Seit 20 Jahren holt die c/o pop die Musikstars von morgen in die Stadt. In einer Branche im Umbruch ist das heute schwieriger denn je. Wie sich die Macher*innen des Festivals trotzdem ihre Nische erhalten.

 

Die Kommandozentrale des wichtigsten Kölner Kulturevents befindet sich in einem mehrstöckigen Gebäude hinter dem Ehrenfelder S-Bahnhof. Auf der zur Straße gewandten Seite hängt nur ein Zettel, der auf den Hintereingang verweist. Wer diesen durchschreitet und in den ersten Stock kommt, steht in einem hochmodernen Büroloft. Hier arbeitet das Organisationsteam an Line-up und Programm der 21. Ausgabe der c/o pop.

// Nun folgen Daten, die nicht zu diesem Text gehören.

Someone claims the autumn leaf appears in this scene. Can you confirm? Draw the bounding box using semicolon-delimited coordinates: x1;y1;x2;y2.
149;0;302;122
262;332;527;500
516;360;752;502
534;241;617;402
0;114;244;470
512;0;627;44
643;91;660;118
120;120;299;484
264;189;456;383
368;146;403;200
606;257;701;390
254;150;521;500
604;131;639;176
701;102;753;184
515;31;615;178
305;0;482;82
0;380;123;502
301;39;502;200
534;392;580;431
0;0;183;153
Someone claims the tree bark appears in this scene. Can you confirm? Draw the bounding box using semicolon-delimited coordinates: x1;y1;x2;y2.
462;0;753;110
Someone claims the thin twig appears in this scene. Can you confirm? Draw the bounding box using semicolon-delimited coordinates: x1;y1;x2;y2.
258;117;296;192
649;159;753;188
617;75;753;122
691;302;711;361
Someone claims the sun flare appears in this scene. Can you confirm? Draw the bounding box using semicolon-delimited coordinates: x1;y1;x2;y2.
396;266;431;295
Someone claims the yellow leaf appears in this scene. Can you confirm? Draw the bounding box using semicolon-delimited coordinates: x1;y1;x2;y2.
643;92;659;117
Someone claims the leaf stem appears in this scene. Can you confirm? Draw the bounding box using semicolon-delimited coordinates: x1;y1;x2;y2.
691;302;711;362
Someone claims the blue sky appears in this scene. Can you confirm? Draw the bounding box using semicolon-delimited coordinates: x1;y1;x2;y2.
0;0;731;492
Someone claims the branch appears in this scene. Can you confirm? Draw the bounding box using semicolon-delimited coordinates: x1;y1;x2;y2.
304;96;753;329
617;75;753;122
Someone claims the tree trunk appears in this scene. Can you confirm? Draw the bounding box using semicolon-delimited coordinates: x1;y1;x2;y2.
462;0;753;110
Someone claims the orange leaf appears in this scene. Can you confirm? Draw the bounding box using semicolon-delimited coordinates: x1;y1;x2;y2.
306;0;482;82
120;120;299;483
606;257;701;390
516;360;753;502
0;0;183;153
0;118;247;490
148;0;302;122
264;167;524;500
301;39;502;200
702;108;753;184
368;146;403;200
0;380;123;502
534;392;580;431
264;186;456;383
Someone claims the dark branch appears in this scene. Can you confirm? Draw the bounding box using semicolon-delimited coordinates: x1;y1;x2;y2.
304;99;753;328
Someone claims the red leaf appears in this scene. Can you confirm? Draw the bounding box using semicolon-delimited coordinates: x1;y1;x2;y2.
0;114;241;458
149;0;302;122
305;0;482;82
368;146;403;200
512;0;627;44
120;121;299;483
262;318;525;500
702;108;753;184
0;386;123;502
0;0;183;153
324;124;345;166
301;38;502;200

Sie ist sowohl Musikfestival als auch Branchentreffen.

 

„Nach dem Reeperbahnfestival sind wir das zweitgrößte Festival dieser Art in Deutschland”, erklärt Ralph Christoph. Er ist Convention Director der c/o pop, leitet also den Teil, bei dem sich Branchenvertreter*innen jedes Jahr treffen und sich über aktuelle Entwicklungen austauschen. Christoph empfängt uns gemeinsam mit Elke Kuhlen, die als Festival Director die andere Hälfte organisiert, die Konzerte und Events. Zusammen mit CEO Norbert Oberhaus bilden sie das Führungsteam.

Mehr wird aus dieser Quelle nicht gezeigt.